More
    HomeEntertainmentJim Cantore Reflects on Hurricane Helene a Year After Monster Storm Struck

    Jim Cantore Reflects on Hurricane Helene a Year After Monster Storm Struck

    Published on

    spot_img


    Hurricane Helene ravaged the southeastern United States in September 2024 to the point many residents still haven’t recovered. The Weather Channel revisits the catastrophic storm’s path of destruction and network coverage one year later including a Helene: One Year Later special premiering today, Thursday, September 25. The hour sees meteorologists Mike Bettes and Felicia Combs reflect on the historic landfall in Florida’s Big Bend as a powerful Category 4 and subsequent inland flooding before it moved up to devastate parts of North Carolina.

    Justin Michaels, national correspondent, will provide live reports September 26 and 27 from Chimney Rock and Bat Cave, North Carolina to cover ongoing rebuilding efforts. Noted hurricane harbinger Jim Cantore was stationed in Tallahassee. Cantore has been that person you don’t want to see in your town or city during hurricane season because it largely means a tropical cyclone was paying a visit. 

    No matter how many hurricanes the veteran meteorologist endures in his near 40 years with the network, each storm has its own unique traits. Here Cantore, who also appears on America’s Morning Headquarters, looks back on Helene and provides insight on what it’s like in the field. 

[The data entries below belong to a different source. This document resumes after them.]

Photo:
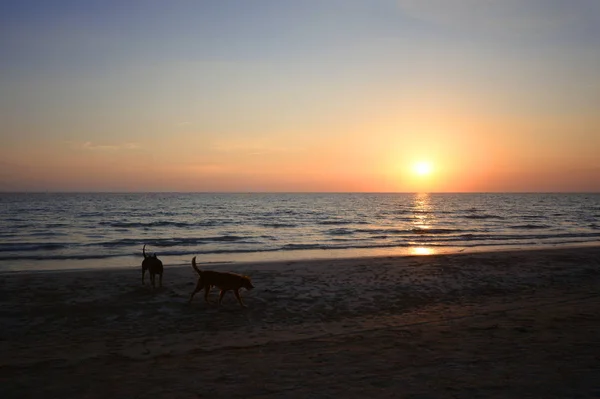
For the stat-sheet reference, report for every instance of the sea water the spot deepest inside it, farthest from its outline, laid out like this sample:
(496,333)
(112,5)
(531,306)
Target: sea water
(82,230)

    What are your thoughts on these hurricane retrospectives? 

    Jim Cantore: I’ve done about 115 of these, so I can tell you firsthand that absolutely every one is different from depressions to storms to full-blown hurricanes to aftermaths. We just got a chance to do Katrina 20 years later. That to me was very interesting because, to me, you’re talking about a full-blown catastrophe where you completely changed an entire state’s coastline. I’m talking about Mississippi. At the same you put 80 percent of the city of New Orleans under water. So, it was interesting to see how both of those areas came back. Now they both flooded for different reasons. Granted, the hurricane was the catalyst, but it was the manmade disaster of the levies that caused the catastrophe in New Orleans. It was the actual hurricane and the right front side of the hurricane and the storm surge that caused the catastrophe in Mississippi. Two different animals, but both devastating in their own rights. 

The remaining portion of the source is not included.